5. When points are involved, GO BIG!
It’s always more fun to win 100 points instead of 1 point. Let’s be honest, the points add up to nothing and can be redeemed for nothing so why not give them 100 or 1,000 instead of 1?! If it seems one team is running away with a victory, then make the last couple rounds worth double or triple the points.
6. You are the Game Master…act like it!
- Create an awesome name for the game.
- If the youth don’t need to communicate during the game, play upbeat music.
- Adjust the game and rules to best fit your youth and facilities.
- Change the rules (or add new ones) in the middle of the game to make it more exciting (the players will assume this is how the game is supposed to go). I’ll often add arbitrary time limits, announcing 30 seconds left (I don’t have a second hand on my watch) to raise the intensity or quickly end a game if it’s dwindling.
7. Volunteers should play too.
When volunteers play with youth it is a shared experience and they bond, becoming more willing to open up to those leaders.
TRENCH TESTED ALL-PLAY GAMES
Supplies – a pool noodle cut in half
(tip: you can use pipe insulation from your local hardware store instead)
Two volunteers hold one hand with each other and ½ of a pool noodle in the other hand. Doing so makes them the Whack-a-Mobile. They are ‘it’ and whoever they hit with a noodle joins the Whack-a-Mobile, taking the noodle and connecting to the end of the Whack-a-Mobile so they are now the one trying to hit someone.
Rules: No head shots. If the Whack-a-Mobile gets disconnected (i.e.: they let go of each others hands) then anyone ‘whacked’ during that time doesn’t count. They only become ‘it’ if they are ‘whacked’ with a noodle, not if they are touched by someone else in the Whack-a-Mobile.
Why I Like It:
- It’s a forced all play game that gets everyone involved.
- Everyone who becomes ‘it’ gets to take a turn trying to ‘whack’ others.
- It builds teamwork when the Whack-a-Mobile grows to large numbers and people in the middle start trying to corral the remaining runners.
NINJA-HUNTER-GORILLA TEAM EDITION
Supplies – none
Players pair up to play ninja-hunter-gorilla, a variation of rock-paper-scissors (ninja beats hunter, hunter beats gorilla, and gorilla beats ninja). Players face back to back and on the count of 3 turn around while dramatically acting out their choice. Whoever loses now becomes a ‘cheerer’ and follows the winner around, chanting their name. As the groups chanting grow, if their leader loses then all of them follow the new winner and begin chanting their name.
Why I Like It:
- It’s simple to play with no supplies.
- It builds community among the youth and helps them to learn at least a few names.

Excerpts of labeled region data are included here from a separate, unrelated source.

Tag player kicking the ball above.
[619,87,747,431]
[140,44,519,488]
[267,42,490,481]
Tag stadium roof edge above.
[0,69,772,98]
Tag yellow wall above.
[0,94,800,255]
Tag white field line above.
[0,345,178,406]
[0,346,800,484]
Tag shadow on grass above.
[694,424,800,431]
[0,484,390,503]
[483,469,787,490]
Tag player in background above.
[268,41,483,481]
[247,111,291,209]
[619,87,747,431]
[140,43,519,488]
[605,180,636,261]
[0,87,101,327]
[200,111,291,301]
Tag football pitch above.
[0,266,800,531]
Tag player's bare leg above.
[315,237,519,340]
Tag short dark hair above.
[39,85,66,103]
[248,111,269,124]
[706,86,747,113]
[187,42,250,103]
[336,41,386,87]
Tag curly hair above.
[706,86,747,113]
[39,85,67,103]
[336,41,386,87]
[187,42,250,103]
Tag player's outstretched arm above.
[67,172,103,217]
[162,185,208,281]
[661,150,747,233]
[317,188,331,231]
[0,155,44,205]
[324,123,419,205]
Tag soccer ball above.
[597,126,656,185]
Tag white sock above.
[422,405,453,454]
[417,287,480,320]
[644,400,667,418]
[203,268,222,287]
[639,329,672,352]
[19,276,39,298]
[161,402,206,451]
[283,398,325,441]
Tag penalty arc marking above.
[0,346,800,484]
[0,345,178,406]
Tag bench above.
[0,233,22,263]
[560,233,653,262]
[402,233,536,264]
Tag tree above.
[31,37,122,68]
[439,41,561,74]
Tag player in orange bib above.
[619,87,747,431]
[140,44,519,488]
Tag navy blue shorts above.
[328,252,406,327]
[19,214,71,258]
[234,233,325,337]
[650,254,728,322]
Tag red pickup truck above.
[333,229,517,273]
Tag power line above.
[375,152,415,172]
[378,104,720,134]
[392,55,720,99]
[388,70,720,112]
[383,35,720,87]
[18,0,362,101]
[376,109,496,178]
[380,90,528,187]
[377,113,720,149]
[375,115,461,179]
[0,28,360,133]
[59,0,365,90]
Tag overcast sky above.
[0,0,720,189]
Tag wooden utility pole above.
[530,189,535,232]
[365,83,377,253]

- It’s really cool when it comes down to the final 2 players and the entire youth group is chanting for their leader to win.
Supplies – aerial view / ladder
Split the youth into two groups. The game leader climbs up the ladder (or tree, roof, etc.) and calls out a shape, ex: “square”! The group to get into the shape of a square first and most accurately wins. You can also have the teams come up with a ‘finished’ call / noise such as a rooster crow, etc. Shape ideas: square, football, monkey, your Church, your state, a shoe/high heel, etc.
Why I Like It:
- It builds team work and can get the youth to think outside of the box (ie: they can choose to have everyone create the shape outline or have a handful of people for the outline and everyone else fills in the body of the shape). I tell my volunteers to play but not help the youth create the shapes which forces several youth to step into leadership positions to help their team win.
- It’s easy to tailor the game to my group (I live in Texas, so I always make one of the later shapes the state of Texas).
OLD GAMES WITH NEW TRICKS
- Try the game in the dark.
- Play using a strobe light (note: Do not do this with running/tag games. We did this on a retreat and I ended up with a black eye – thankfully it was me and not one of the youth).
- Change out the supplies (imagine playing Whack Attack but instead of using pool noodles, using one leg of a panty hose filled with flower).